Let’s have a quick look at bulbs and corms which will provide a carpet of colour when we all need cheering up this autumn.

Nerines are best known but have you ever seen colchicum?

The single pink flowers are five times as large as a crocus and the same shape as a crocus. They are often called naked ladies because there are no leaves on the plant when it comes into flower.

The double forms look like small water lily blooms. If there are children in your life, buy one for each child and put it into an egg cup with no water and leave it on their bedroom windowsill.

In the autumn, the phone will ring and a little voice will say: ‘Grandma/grandad, the bulb you put in an egg cup has a flower like a water lily.’ This will make your day!

They can go straight into the garden in a sunny spot.

If you love crocus, have a go at planting a group so that the corms are two inches deep and each corm three inches from the next in a circle. They normally come in cellophane packs of five with a picture of the flower on the front.

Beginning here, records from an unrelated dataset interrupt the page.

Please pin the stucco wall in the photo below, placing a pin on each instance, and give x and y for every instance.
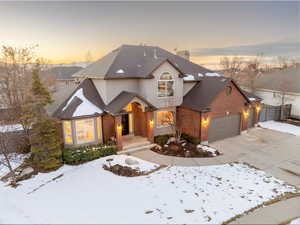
(187, 86)
(148, 88)
(274, 98)
(163, 130)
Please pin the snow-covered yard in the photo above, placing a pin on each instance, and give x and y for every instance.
(282, 127)
(15, 161)
(89, 194)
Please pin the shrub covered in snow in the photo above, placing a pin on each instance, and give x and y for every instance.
(87, 153)
(190, 139)
(162, 139)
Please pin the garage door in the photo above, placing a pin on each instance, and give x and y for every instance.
(224, 127)
(251, 118)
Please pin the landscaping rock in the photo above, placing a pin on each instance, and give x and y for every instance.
(26, 173)
(171, 139)
(130, 161)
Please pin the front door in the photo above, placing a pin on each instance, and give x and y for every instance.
(125, 124)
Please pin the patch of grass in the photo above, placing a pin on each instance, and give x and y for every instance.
(289, 221)
(270, 202)
(291, 172)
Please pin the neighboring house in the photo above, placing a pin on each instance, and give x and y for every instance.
(281, 87)
(63, 75)
(134, 89)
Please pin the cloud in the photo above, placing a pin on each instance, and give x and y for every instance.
(287, 47)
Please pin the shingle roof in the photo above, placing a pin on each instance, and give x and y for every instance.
(118, 103)
(132, 61)
(83, 102)
(204, 92)
(251, 97)
(288, 79)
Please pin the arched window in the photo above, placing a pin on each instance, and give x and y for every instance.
(166, 85)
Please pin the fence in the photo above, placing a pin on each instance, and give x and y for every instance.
(270, 112)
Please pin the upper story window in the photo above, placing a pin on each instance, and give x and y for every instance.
(166, 85)
(228, 90)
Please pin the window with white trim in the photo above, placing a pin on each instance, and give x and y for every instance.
(67, 126)
(165, 85)
(164, 118)
(85, 131)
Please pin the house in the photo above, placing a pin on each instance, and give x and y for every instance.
(132, 90)
(281, 87)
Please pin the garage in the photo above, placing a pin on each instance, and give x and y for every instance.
(224, 127)
(251, 119)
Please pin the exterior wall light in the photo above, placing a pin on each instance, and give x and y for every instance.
(151, 122)
(258, 108)
(119, 127)
(205, 121)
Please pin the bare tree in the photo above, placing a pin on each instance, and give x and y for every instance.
(232, 67)
(5, 149)
(252, 71)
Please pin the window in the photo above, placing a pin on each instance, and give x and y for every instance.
(228, 90)
(166, 85)
(164, 118)
(99, 127)
(85, 131)
(67, 127)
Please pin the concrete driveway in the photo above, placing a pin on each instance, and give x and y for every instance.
(272, 151)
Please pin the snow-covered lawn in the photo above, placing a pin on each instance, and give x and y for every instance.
(295, 222)
(282, 127)
(89, 194)
(15, 161)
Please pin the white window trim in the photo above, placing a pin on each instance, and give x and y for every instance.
(95, 132)
(64, 132)
(163, 126)
(157, 94)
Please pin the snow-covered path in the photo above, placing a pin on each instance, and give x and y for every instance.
(282, 127)
(89, 194)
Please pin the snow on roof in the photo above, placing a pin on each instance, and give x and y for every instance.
(85, 108)
(11, 128)
(212, 75)
(189, 77)
(120, 71)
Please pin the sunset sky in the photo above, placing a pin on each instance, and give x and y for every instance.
(66, 31)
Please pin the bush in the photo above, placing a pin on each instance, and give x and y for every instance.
(162, 139)
(87, 153)
(190, 139)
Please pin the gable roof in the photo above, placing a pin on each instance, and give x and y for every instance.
(118, 103)
(287, 78)
(83, 102)
(251, 97)
(133, 61)
(204, 92)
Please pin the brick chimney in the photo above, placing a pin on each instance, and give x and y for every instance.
(184, 54)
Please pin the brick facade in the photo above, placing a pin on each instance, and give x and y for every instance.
(196, 124)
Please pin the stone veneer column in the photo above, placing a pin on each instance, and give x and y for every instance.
(204, 125)
(118, 130)
(150, 126)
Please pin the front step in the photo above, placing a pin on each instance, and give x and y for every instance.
(136, 149)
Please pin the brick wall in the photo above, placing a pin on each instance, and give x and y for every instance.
(189, 121)
(108, 127)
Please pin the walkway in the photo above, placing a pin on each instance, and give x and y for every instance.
(276, 213)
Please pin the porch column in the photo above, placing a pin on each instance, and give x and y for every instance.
(204, 125)
(245, 117)
(257, 112)
(118, 130)
(150, 126)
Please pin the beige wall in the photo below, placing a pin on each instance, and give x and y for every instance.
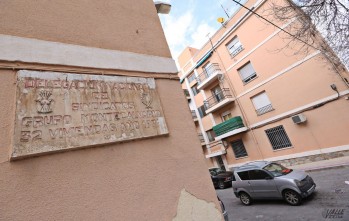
(160, 178)
(108, 24)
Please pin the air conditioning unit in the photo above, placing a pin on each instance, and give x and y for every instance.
(299, 118)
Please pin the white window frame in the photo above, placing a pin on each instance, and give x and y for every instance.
(225, 114)
(247, 72)
(191, 77)
(262, 103)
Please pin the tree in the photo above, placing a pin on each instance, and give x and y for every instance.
(329, 18)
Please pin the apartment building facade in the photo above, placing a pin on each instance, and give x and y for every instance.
(88, 126)
(252, 98)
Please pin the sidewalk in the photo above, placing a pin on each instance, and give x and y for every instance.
(323, 164)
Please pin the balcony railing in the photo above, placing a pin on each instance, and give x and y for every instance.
(218, 97)
(264, 109)
(201, 138)
(212, 69)
(228, 126)
(193, 114)
(236, 50)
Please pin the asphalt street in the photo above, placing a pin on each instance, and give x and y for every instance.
(331, 193)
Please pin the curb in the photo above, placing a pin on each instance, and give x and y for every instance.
(325, 167)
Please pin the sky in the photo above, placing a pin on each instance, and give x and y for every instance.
(190, 21)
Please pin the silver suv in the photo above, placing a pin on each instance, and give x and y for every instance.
(268, 180)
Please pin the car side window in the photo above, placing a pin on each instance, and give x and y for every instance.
(258, 175)
(243, 175)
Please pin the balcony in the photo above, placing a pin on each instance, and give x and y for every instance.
(229, 128)
(194, 116)
(211, 74)
(216, 148)
(218, 101)
(186, 93)
(202, 140)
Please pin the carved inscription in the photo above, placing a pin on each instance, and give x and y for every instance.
(59, 111)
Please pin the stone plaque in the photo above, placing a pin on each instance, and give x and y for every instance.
(61, 111)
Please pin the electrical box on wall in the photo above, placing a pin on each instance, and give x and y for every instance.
(299, 118)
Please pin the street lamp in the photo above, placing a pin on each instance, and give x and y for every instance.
(162, 7)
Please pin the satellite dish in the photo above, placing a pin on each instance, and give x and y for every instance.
(220, 20)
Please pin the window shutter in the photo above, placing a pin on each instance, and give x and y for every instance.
(261, 101)
(246, 71)
(233, 45)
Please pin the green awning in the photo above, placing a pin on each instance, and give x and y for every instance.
(203, 59)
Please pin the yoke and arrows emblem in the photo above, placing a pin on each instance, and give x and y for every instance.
(146, 99)
(44, 102)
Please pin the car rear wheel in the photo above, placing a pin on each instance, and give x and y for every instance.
(221, 185)
(245, 199)
(292, 197)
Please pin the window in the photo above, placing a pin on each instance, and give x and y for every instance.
(262, 103)
(208, 69)
(239, 149)
(191, 77)
(258, 175)
(278, 137)
(243, 175)
(247, 73)
(195, 90)
(234, 46)
(211, 135)
(202, 111)
(277, 169)
(226, 116)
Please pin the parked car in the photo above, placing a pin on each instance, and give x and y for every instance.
(224, 212)
(221, 178)
(268, 180)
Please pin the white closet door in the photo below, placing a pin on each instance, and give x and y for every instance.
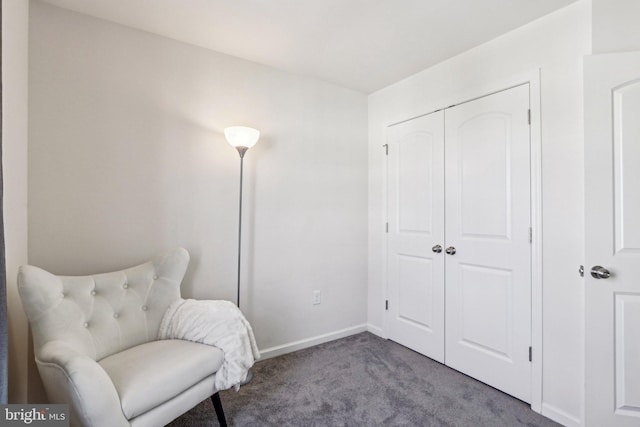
(415, 316)
(612, 220)
(488, 279)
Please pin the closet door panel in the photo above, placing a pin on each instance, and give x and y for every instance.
(488, 278)
(415, 174)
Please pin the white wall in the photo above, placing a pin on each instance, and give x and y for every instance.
(127, 158)
(556, 45)
(615, 26)
(15, 32)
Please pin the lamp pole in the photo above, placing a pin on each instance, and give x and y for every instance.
(241, 151)
(241, 138)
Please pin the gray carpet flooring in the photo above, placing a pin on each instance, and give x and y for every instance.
(362, 380)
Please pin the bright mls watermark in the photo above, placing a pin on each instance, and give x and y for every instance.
(34, 415)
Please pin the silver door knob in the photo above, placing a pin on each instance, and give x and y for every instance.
(598, 272)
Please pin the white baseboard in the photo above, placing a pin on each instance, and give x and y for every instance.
(560, 416)
(375, 330)
(279, 350)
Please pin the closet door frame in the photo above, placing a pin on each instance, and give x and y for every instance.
(483, 89)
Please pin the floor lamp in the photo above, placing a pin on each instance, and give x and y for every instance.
(241, 138)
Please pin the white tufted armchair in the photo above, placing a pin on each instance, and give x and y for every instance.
(96, 347)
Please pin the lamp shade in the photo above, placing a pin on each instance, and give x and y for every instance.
(241, 136)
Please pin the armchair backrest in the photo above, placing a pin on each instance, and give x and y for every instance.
(101, 314)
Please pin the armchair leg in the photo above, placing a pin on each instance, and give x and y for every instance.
(217, 405)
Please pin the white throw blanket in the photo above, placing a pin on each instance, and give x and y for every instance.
(216, 323)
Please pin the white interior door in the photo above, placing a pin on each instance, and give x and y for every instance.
(488, 278)
(415, 291)
(612, 238)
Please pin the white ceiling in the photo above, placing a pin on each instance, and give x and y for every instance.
(360, 44)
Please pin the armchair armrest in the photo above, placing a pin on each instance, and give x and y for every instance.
(74, 378)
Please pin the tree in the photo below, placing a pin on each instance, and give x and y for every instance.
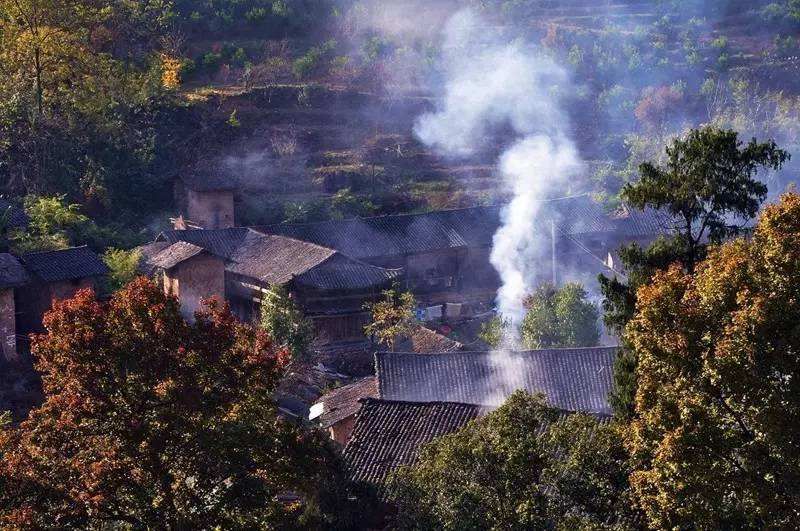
(523, 466)
(53, 224)
(709, 191)
(392, 316)
(559, 317)
(285, 323)
(151, 422)
(123, 267)
(715, 437)
(708, 186)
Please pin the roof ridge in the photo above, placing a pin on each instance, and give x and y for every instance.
(418, 403)
(356, 260)
(72, 248)
(475, 352)
(304, 242)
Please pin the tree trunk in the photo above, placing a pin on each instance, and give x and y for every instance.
(39, 90)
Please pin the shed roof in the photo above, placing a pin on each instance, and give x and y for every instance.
(17, 216)
(175, 254)
(65, 264)
(402, 234)
(275, 259)
(571, 379)
(388, 434)
(210, 177)
(423, 340)
(220, 242)
(12, 273)
(344, 401)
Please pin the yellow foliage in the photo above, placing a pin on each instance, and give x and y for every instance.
(170, 71)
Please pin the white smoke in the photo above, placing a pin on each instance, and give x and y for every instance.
(490, 84)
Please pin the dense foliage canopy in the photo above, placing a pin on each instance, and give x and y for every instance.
(151, 422)
(710, 190)
(715, 441)
(523, 466)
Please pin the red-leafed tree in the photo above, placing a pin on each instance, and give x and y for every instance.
(151, 422)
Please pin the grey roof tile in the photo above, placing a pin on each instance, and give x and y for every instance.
(345, 401)
(17, 217)
(65, 264)
(12, 273)
(175, 254)
(402, 234)
(275, 259)
(388, 434)
(571, 379)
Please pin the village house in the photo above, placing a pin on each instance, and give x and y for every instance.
(572, 379)
(30, 283)
(336, 410)
(12, 276)
(423, 396)
(241, 264)
(445, 254)
(388, 434)
(206, 201)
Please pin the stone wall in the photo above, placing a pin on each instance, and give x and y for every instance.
(210, 210)
(200, 277)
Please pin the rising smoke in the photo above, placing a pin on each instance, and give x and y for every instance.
(490, 83)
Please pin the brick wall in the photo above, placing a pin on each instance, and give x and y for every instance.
(210, 210)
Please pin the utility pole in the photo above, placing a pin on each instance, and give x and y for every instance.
(553, 247)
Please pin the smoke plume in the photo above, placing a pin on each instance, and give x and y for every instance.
(489, 85)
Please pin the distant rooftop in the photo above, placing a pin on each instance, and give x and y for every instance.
(401, 234)
(17, 216)
(572, 379)
(174, 254)
(389, 434)
(65, 264)
(276, 260)
(343, 402)
(423, 340)
(12, 273)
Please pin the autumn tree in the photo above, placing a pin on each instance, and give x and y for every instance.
(392, 316)
(151, 422)
(522, 466)
(285, 323)
(715, 438)
(123, 267)
(559, 317)
(657, 105)
(708, 192)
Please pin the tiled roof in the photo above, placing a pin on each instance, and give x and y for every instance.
(571, 379)
(274, 259)
(423, 340)
(12, 274)
(388, 434)
(468, 227)
(17, 217)
(175, 254)
(220, 242)
(210, 177)
(65, 264)
(148, 252)
(343, 402)
(339, 272)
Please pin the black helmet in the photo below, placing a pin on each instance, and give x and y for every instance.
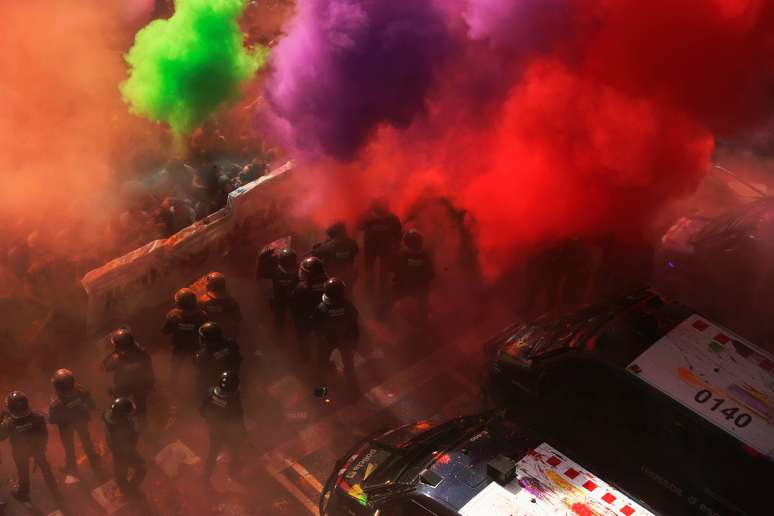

If you see any sternbergia, it will be a miracle. The bulbs are a bit smaller than tulip bulbs, but the flower is already in the bulb. When it emerges in the autumn the blooms look like large yellow crocus with leaves very similar to daffodils.

In fact sternbergia is closely related to daffodils, quite unique and rarely seen in gardens.

Other autumn gems are flowering hardy cyclamen. These are tubers and are normally about half-an-inch thick.

Fork over the soil to a depth of two or three inches and press the tuber firmly into the surface so the top of the tuber is level with the soil. Water well.

The base is round and the top has little bits of brown stems from last year’s growth. These produce tiny flowers for about six to eight weeks during the autumn followed by beautiful marbled leaves, great in partial shade and wonderful if you like a natural appearance in your garden.


It has been really dry recently and the weather has been humid. So I hope you sprayed your potatoes and tomatoes with Bordeaux mixture to prevent blight.